Verkiezingsposters

Ok, het is beter dan YouTube-filmpjes van politieke partijen, waarbij je voor je het weet naar CDA-porno zit te kijken. Het was de meest surreële stemmentrekker die ik de afgelopen jaren zag: een dame en een heer die quasigeil op een bank hingen en op een dienovereenkomstige manier wat lagen te babbelen. Over tatoeages. Eén tel later keek je tegen een vrouwelijke bilpartij aan, met daarop het CDA-logo getatoeëerd. De wanhoop van zo’n partij in één simpel shot gevangen.

Maar vlak achter dit soort gekke filmpjes, zijn het toch gewoon weer die ouderwetse verkiezingsposters die mijn aandacht trekken. Ik kijk er niet met plaatsvervangende schaamte naar, zoals bij al die nieuwerwetse mallotigheden die politieke partijen zich denken te kunnen veroorloven, maar met verbazing. Oprechte verbazing. Elke verkiezing weer. Alleen al omdát ze er weer hangen.

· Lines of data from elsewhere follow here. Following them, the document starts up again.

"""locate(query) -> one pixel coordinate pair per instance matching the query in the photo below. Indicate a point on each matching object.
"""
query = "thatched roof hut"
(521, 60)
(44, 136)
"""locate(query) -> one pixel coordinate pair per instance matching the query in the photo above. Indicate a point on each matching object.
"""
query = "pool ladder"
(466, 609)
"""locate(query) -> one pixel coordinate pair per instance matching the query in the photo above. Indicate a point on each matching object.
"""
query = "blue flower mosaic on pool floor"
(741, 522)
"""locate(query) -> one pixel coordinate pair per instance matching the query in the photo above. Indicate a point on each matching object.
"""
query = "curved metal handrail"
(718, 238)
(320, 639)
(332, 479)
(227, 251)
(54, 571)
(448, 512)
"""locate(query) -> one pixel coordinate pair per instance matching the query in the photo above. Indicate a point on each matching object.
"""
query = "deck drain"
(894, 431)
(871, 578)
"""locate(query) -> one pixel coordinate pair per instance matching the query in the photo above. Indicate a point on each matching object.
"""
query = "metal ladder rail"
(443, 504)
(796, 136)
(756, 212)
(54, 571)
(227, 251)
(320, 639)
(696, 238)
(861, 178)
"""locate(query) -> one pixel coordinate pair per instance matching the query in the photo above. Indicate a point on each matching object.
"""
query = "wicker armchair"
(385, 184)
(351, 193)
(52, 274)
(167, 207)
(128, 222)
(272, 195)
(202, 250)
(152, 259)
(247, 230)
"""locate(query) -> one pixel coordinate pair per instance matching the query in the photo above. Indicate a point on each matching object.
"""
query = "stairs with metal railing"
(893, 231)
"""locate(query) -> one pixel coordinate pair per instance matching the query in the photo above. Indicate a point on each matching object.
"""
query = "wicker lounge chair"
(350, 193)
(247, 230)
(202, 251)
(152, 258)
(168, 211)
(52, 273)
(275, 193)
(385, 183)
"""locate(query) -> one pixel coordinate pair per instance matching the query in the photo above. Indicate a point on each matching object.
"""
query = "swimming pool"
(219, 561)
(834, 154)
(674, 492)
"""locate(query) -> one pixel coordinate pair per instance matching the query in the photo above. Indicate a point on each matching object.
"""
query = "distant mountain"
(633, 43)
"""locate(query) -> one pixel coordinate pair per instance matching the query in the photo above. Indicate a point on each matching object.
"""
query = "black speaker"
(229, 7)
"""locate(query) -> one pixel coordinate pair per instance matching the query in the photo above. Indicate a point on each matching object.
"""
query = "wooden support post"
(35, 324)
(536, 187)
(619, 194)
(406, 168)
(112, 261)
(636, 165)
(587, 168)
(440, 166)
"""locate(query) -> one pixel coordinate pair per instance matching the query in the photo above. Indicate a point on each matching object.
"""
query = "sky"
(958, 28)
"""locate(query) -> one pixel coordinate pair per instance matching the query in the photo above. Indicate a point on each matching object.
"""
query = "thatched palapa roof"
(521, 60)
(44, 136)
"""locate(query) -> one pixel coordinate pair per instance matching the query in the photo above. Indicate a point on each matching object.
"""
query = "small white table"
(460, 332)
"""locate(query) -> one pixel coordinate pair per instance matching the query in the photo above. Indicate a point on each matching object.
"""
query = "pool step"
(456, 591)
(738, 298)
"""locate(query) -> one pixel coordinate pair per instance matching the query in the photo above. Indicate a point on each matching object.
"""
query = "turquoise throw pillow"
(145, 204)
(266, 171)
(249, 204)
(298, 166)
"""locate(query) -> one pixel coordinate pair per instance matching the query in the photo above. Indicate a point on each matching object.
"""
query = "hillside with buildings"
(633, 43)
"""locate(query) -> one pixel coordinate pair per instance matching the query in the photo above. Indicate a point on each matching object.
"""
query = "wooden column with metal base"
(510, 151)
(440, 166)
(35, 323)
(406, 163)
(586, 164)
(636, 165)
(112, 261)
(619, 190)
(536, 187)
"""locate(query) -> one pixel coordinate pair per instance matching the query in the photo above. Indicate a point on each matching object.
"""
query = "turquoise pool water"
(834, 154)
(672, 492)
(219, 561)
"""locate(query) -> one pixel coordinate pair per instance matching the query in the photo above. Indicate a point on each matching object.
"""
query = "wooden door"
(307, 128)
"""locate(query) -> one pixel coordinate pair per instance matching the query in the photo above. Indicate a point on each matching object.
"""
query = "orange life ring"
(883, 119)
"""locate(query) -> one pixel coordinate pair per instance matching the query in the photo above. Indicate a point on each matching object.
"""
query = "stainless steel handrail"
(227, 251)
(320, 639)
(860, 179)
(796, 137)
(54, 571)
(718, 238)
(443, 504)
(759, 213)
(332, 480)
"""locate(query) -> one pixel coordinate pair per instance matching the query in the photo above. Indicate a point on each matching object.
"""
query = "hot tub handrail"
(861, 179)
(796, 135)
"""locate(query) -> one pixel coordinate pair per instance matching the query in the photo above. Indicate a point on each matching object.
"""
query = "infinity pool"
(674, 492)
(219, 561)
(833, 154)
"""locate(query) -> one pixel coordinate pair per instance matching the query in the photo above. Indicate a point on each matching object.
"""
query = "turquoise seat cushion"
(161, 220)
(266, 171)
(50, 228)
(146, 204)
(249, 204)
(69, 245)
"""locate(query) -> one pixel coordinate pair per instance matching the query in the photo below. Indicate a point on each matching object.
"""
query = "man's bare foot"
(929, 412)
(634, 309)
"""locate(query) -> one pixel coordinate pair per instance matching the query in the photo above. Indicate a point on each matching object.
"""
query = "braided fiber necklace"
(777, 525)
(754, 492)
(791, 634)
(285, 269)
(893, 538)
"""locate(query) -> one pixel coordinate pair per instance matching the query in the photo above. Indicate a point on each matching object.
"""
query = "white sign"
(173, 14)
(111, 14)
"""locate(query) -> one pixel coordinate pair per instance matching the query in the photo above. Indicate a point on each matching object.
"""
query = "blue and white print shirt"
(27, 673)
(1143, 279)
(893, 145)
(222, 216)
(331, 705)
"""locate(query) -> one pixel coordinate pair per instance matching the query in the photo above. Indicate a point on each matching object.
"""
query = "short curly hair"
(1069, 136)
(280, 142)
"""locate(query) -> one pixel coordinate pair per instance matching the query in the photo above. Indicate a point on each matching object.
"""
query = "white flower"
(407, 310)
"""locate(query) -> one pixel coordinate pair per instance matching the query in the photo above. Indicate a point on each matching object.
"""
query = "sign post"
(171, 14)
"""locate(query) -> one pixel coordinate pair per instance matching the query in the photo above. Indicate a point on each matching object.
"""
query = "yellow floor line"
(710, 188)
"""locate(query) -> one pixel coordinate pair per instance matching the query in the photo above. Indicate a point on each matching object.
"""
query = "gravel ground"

Daaruit wordt meteen duidelijk dat er nooit iemand is geweest die onderzoek heeft gedaan naar de effectiviteit van verkiezingsposters. Het kan niet anders of die is nul. Ok, we leven in een land waar mensen niet langer dan een halve minuut naar iemand kunnen luisteren, maar dat iemand zich ooit heeft laten overtuigen door drie lettertjes die, met behulp van veel te veel lijm, gerimpeld en al op een houten bord zijn geplakt, gaat er bij mij toch ook niet in. ‘Verdomme, PVV, dat zijn toch wel drie hele mooie letters, als ik ze daar zo zie staan. En dan die duif. Schitterend. En dat plakwerk, zo gaat m’n kind van drie ook met lijm om. Daar stem ik op!’ Een gedachtegang die niemand zal hebben. Zelfs PVV’ers niet.

De politieke partijen weten dat ook wel. Waarom ze dan toch stug door blijven gaan met die posters? Nou, ik heb wel een theorie. Ik denk dat het bezigheidstherapie is voor de mensen die wel actief lid willen zijn van zo’n partij, maar eigenlijk tot niets in staat zijn. Er moeten binnen een partij een hoop van dat soort mensen zijn. Daarvoor hoef je alleen maar een blik te werpen op het gezelschap jokers dat zich doorgaans wél op de lijst weet te lullen.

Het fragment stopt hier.